England are two points away from qualification for the 2018 World Cup in Russia. A win against Slovenia would see them qualify automatically while Slovakia and Scotland fight it out below them for a place in the play-offs.
As far as group leaders go, they are one of the lowest scoring teams in the UEFA qualifying section with 16 goals from the eight games they’ve played so far. An average of two goals per game doesn’t seem too bad, but when you consider the group contains teams such as Lithuania and Malta, who they only managed to put two past in their games against these sides at Wembley, then it becomes apparent that the England attack hasn’t quite been firing as well as it should.
Belgium have already qualified for the World Cup, scoring 35 goals in the process; Spain are on their way to qualification having scored 32; Germany also broke the 30-goal barrier with a haul of 35; while nine other clubs have scored more goals than England during the qualifying phase at the time of writing.
This isn’t necessarily a criticism, as the main goal of any qualifying section is to qualify. But at the same time it’s also helpful to use these games to develop a style in competitive games, and look to improve any areas which may need some work prior to the tournament proper.
A glance at the goal-scoring exploits of the current squad highlights the issue further. Other than Harry Kane on 10, the only other player in double figures is 34-year-old Jermain Defoe, who isn’t expected to be a starter.
There’s no doubt that other players in this group will go on to reach double figures, but there is currently a lack of goal-scoring experience at international level, which may be part of the reason for Defoe’s inclusion.
A front three of Raheem Sterling, Kane, and Marcus Rashford should probably be tried and tested for England now, but the trio have only played one minute of football together. In the game against Slovakia at Wembley, Sterling entered the field only for Rashford to depart a minute later.
Individually they are all making great strides, none more so than Kane who is subject of Real Madrid transfer talk thanks to his impressive array of goals. The Tottenham Hotspur goal machine has been termed both ‘old-fashioned' and ‘modern centre forward', and this is probably just an indication of how complete a forward he is rather than an error from those describing him thus.
Old-fashioned or modern, whatever the terminology used to describe them; a good centre forward usually has a number of tricks up his sleeve and is able to score goals in a variety of ways. One of the greatest — Alfredo Di Stéfano would take games by the scruff of the neck if he wasn’t getting the service of if his team weren’t at the top of their game — and all the best forwards throughout history up to the present day have done this.
And speaking of great strikers, Rashford, when asked a question about how much of his game is taken from former Manchester United man “Ronaldo”, eventually deflected the question referring to Cristiano onto another of the greatest forwards of all time, Ronaldo of Brazil.
“Brazilian Ronaldo has had the biggest World Cup performances. And his were among the most enjoyable to watch,” he said.
Rashford is a box of tricks whether he plays on the wing or up front. His fairly unique gait makes him stand out: with head up and shoulders back until the time comes beat a defender, or execute the final shot or pass, his skill on the ball can surprise defenders. They expect him to be more straight on and less inventive, but they soon realise he’s not to be taken lightly.
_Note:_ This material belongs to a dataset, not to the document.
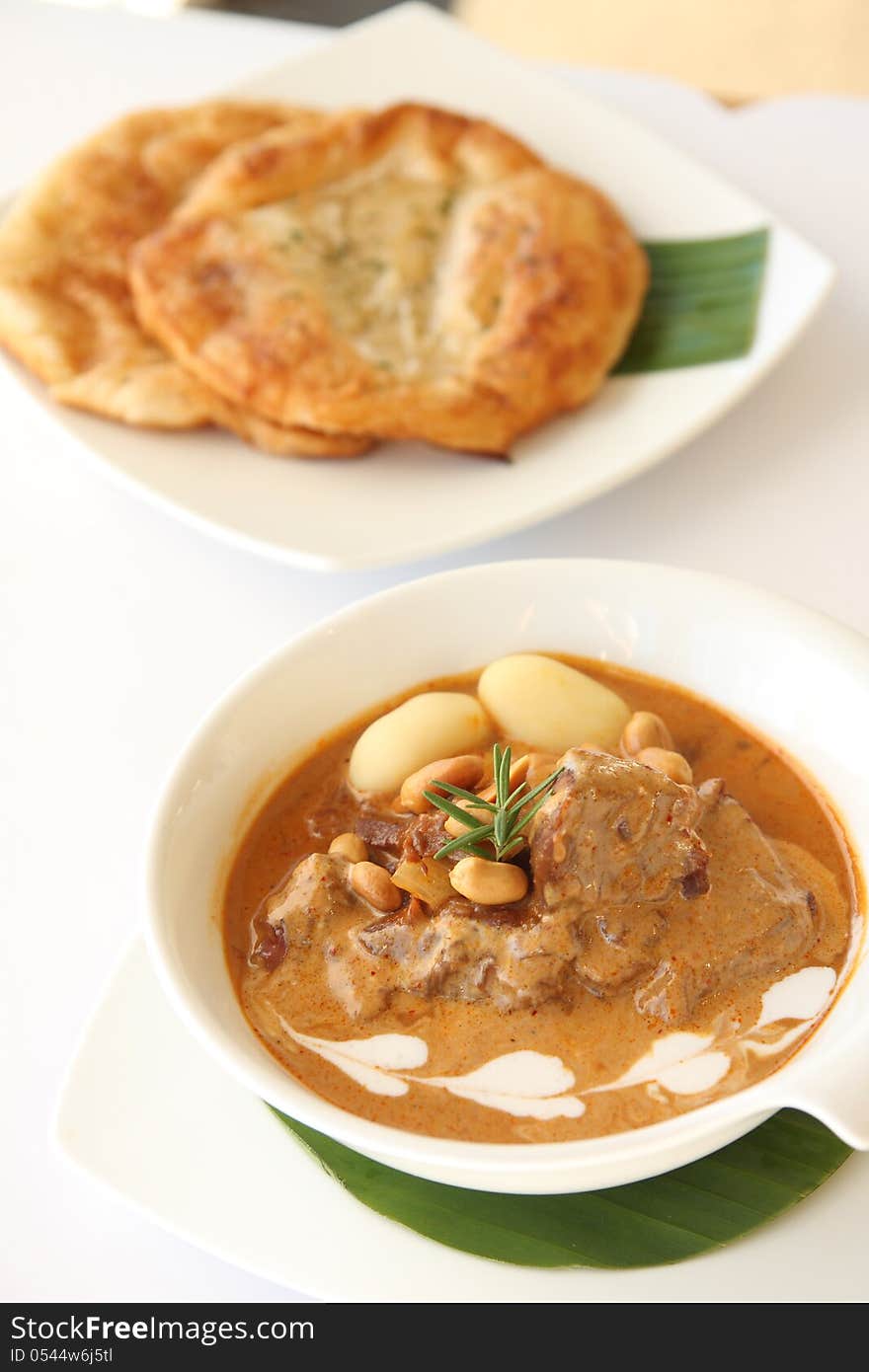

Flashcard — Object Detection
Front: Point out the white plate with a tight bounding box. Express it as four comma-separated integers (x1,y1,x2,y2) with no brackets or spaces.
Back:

Playing alongside Kane, the 19-year-old whose rise top has been welcome but abrupt for club and country, could cause serious damage to opposing back lines should their manager use them in the right system, using the right style. Rashford has already been compared to Kylian Mbappé, and though this may be a step too far, even being mentioned in the same sentence as this future Ballon d’Or winner is high praise in itself.
Raheem Sterling is perhaps the least talked about of this trio, and he’s gone under the radar somewhat during City’s excellent run of form. There were even murmurs that he would look to move clubs in the next transfer window or next summer, such is the competition at City, but there is no reason for him to move and given his form the club wouldn’t want him to.
Taking into account Premier League and Champions League games, their No.7 has four goals from four starts, and has found the net twice coming off the bench. It’s fair to say that he’s involved in goals and involved in the team. He’ll now be looking to bring this to the international scene where he currently only has two in his 34 caps.
The three players are all exciting prospects individually, but as a team they could take England to new levels if used correctly. Gareth Southgate now has some serious talent on his hands, and the next couple of competitive games before his side qualify for the World Cup could be seeing them come together at just the right time.
With two games remaining, maybe they can’t reach the heights of those teams with 30-plus in the goals for column, but they could at least make their expected table-topping of Group F look a little more convincing.